Bowl organizers and teams such as Maryland are in similar positions, held up by a bowl landscape that will not become clear until after this weekend's conference championship games.
If Wisconsin beats Ohio State on Saturday in the Big Ten Conference championship, the Terps (7-5, 4-4 Big Ten) could land in a respected bowl game, such as the TaxSlayer Bowl, Music City Bowl or Foster Farms Bowl. If the Badgers lose, Maryland is more likely to wind up in a less prestigious game, such as the Quick Lane Bowl.
"There are too many games still," Outback Bowl president and CEO president Jim McVay said. "There are so many moving parts. … It's all changing. The new format with six [College Football Playoff] bowls, the selection committee and championship games that all mean something this weekend really leaves everything wide open and up in the air."
The CFP committee's top four teams will compete in its two semifinal games, and this year's four top-tier CFP bowl games — the Fiesta, Cotton, Chik-fil-A Peach and Orange — will take an additional eight teams.
With Ohio State (No. 5), Michigan State (No. 8) and Wisconsin (No. 13) all highly ranked in the most recent CFP rankings, a Badgers title Saturday could lead to three Big Ten teams in CFP bowls.

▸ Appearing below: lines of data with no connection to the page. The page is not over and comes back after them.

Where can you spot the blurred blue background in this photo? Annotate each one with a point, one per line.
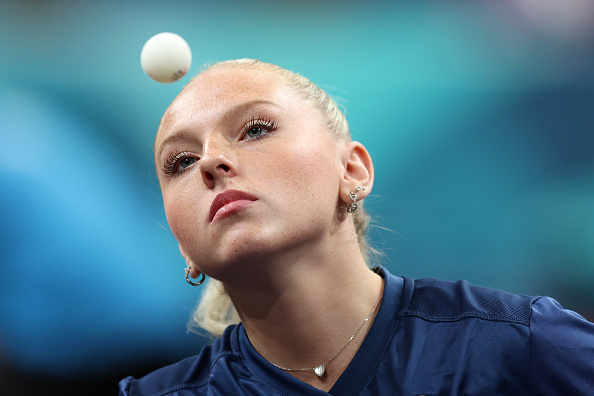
(478, 115)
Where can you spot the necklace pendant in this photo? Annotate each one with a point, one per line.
(320, 370)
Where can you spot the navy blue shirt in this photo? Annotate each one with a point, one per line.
(429, 337)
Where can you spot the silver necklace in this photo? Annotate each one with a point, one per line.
(321, 369)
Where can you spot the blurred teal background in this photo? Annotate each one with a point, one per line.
(479, 117)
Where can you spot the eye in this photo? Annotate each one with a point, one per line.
(178, 162)
(255, 132)
(257, 128)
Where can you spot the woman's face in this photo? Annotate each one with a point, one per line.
(248, 171)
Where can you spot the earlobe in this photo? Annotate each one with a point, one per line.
(193, 270)
(358, 172)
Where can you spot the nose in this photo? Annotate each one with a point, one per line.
(217, 163)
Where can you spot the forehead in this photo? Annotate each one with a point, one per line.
(214, 91)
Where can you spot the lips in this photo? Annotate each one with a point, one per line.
(229, 201)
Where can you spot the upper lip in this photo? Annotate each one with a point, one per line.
(226, 197)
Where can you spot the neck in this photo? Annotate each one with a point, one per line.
(308, 311)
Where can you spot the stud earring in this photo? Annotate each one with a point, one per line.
(194, 283)
(353, 206)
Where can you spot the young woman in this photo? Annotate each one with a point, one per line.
(262, 187)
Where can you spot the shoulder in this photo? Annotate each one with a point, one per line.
(562, 349)
(437, 300)
(189, 374)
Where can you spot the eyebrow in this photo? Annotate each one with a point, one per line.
(239, 108)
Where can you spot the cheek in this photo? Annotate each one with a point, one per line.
(178, 213)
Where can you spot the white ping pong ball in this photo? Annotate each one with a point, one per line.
(166, 57)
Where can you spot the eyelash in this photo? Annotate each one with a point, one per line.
(171, 165)
(259, 121)
(172, 162)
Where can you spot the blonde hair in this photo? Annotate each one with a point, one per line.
(215, 311)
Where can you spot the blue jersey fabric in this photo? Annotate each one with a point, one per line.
(429, 337)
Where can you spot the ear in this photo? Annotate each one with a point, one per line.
(358, 171)
(194, 272)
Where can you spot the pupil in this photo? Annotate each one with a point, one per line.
(255, 132)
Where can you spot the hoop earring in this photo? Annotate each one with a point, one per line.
(194, 283)
(353, 206)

Under that scenario, the Outback Bowl, which normally gets the third choice of bowl-eligible Big Ten teams, would have to choose from among teams a rung below, such as Minnesota and Nebraska. A trickle-down effect would impact lesser bowls with Big Ten tie-ins.

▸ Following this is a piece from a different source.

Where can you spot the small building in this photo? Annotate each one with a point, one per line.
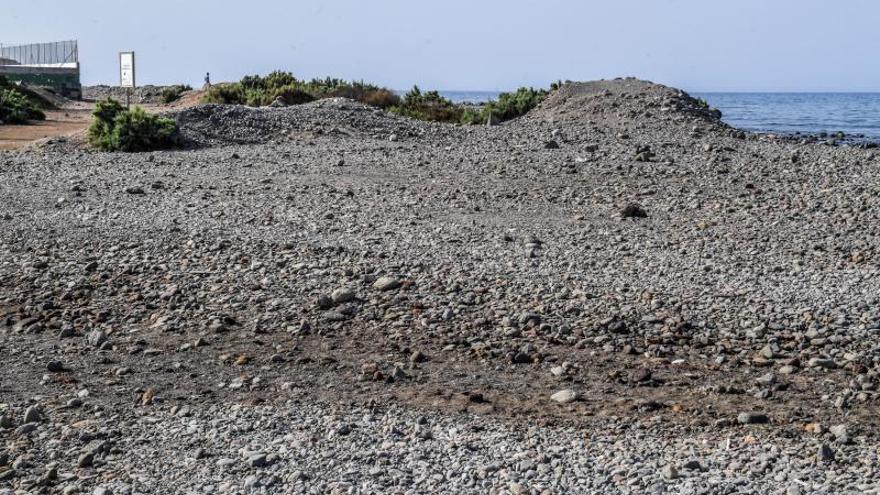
(54, 66)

Further complicating the Terps' bowl picture is an agreement between the College Football Playoff and Big Ten that bars the league from having a team in both the Orange Bowl and Citrus Bowl.
With many analysts projecting Michigan State to land in the Orange Bowl, a bowl-eligible team such as Illinois (6-6, 3-5), Rutgers (7-5, 3-5) or Maryland could be left out of the postseason altogether.

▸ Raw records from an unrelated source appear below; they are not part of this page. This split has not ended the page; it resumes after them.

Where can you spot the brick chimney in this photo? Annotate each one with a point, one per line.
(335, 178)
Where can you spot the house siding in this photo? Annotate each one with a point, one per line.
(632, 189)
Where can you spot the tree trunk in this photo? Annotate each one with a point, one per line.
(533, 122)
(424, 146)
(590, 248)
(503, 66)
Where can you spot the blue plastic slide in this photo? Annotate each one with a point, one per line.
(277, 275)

"There are a lot of variables that are certainly out of our control," McVay said, later adding: "There's a lot going on out there. There's a lot of moving parts. We really can't predict anything. Even if we do sit down and try to logically forecast, it's going to change dramatically with one game. It tips everything over."
Helping Maryland is the fact that only five teams in the conference finished with a better record than the Terps: Ohio State, Michigan State, Wisconsin, Nebraska and Minnesota. The Terps also finished with a better conference record than Rutgers, a win over Iowa (7-5, 4-4), and road victories over Big Ten powers Michigan and Penn State.
"We've watched them, and they've had a nice season," McVay said. "This was their first shot at the Big Ten. They're obviously well coached. They're obviously a tough, scrappy football team. They can compete now. They're pretty good."
Hurting Maryland is its 41-38 loss Saturday to Rutgers, average attendance figures and lack of a national following.
While bowl committees consider records, head-to-head results and circumstances such as injuries, they also weigh factors such as a fan base's willingness to attend bowl games. For that reason, Penn State (6-6, 2-6), whose average attendance this season was 101,623, is likely to appear in the Pinstripe Bowl.
Maryland had two sellouts this season but ranked fifth worst in the Big Ten in average home attendance (46,981), ahead of only Illinois, Indiana, Northwestern and Purdue.
"They're definitely a team on the rise," Catlett said. "It probably would have helped if they would have figured out how to beat Rutgers. Obviously, you want a team that's won a game at the end. But I think they're an excellent program. I think they have good passionate fans, and I think any bowl would be pleased to have them."